Straily and the Marlins agreed on a $5 million salary for the 2019 season. However, the Marlins released Straily on March 25, 2019.

===Baltimore Orioles===
Straily signed with the Baltimore Orioles on April 5, 2019. Straily was designated for assignment on June 20. He had a 9.42 ERA in 47 2/3 innings over 14 games (8 starts) with 22 home runs and 52 earned runs against him before his designation.

===Philadelphia Phillies===
On July 31, 2019, the Philadelphia Phillies acquired Straily from the Orioles in exchange for cash considerations, and assigned him to the Triple–A Lehigh Valley IronPigs. He elected free agency on October 1.

===Lotte Giants===
On December 14, 2019, Straily signed a one-year, $800,000 contract with the Lotte Giants of the KBO League. He excelled in his first season, registering a 15–4 record with a 2.50 ERA and a league-leading 205 strikeouts. He became the first KBO pitcher in eight years to reach 200 strikeouts in a season.

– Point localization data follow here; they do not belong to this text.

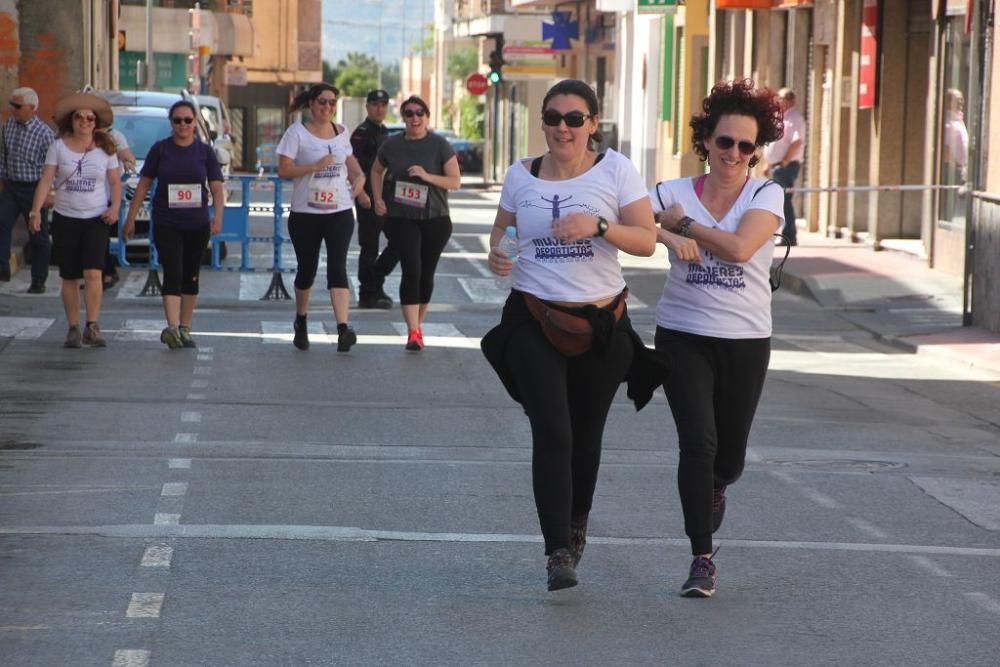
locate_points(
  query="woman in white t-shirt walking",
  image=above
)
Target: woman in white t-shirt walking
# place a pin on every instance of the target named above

On December 2, 2020, Straily re-signed with the Giants on a one-year, $1.2MM contract that includes $500K in incentives. He posted a 10–12 record with a 4.07 ERA and 164 strikeouts over 31 starts. Straily was not re-signed for the 2022 season and became a free agent.

===Arizona Diamondbacks===
On February 4, 2022, Straily signed a minor league contract with the Arizona Diamondbacks, being assigned to their Triple-A affiliate Reno Aces. In 15 games (12 starts) for Reno, he struggled to a 6.35 ERA with 53 strikeouts across 62 1/3 innings pitched. Straily was released by the Diamondbacks organization on August 1.

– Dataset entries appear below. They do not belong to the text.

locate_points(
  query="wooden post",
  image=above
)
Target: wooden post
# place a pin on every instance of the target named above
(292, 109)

===Lotte Giants (second stint)===
On August 3, 2022, Straily signed with the Lotte Giants of the KBO League. He made 11 starts for the team down the stretch, posting a 4–2 record and 2.31 ERA with 55 strikeouts in 62 1/3 innings of work.

On November 23, 2022, Straily re-signed with Lotte on a one-year, $1 million contract for the 2023 season. In 16 starts for Lotte in 2023, he registered a 3–5 record and 4.37 ERA with 70 strikeouts in 80 1/3 innings pitched. On July 18, 2023, Straily was released by the Giants following the signing of Aaron Wilkerson.

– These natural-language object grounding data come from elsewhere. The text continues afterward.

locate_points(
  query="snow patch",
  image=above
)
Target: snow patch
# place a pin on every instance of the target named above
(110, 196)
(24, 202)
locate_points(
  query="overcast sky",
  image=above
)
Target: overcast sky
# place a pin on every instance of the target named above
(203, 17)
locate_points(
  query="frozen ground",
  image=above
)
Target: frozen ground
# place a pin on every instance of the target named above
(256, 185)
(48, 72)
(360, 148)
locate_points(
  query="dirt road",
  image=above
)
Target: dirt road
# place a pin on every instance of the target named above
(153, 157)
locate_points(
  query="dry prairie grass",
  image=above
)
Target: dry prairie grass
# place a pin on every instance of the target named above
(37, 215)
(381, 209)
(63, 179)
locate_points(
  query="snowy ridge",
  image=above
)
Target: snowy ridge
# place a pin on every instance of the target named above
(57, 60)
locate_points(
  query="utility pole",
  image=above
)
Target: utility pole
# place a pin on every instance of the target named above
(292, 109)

===Chicago Cubs (second stint)===
On April 23, 2024, Straily signed with the Long Island Ducks of the Atlantic League of Professional Baseball. However, two days later, Straily's contract was purchased by the Chicago Cubs organization. In 17 games (16 starts) for the Triple–A Iowa Cubs, he struggled to a 1–7 record and 5.49 ERA with 75 strikeouts across 78 2/3 innings pitched. Straily was released by the Cubs organization on August 8.

===Diablos Rojos del México===
On January 21, 2025, Straily signed with the Diablos Rojos del México of the Mexican League. In eight appearances (seven starts) for México, he struggled to a 1-2 record and 9.00 ERA with 24 strikeouts over 32 innings of work. Straily was released by the Diablos on June 26.

On July 5, 2025, Straily announced his retirement from professional baseball via social media.

==Scouting report==
Straily is 6 ft 2 in and 215 lbs. He is a four-pitch power pitcher; he walked 3.5 per 9 innings in the major leagues through July 2019. Straily has a four-seam fastball that sits around 91 mph and can reach 95 mph. He also has a "swing-and-miss" slider (84 mph), an "early-in-count" curveball (77 mph), and an above-average changeup (85 mph).

==Personal life==
Straily married Amanda Jean Miller on December 15, 2012, in Springfield, Oregon.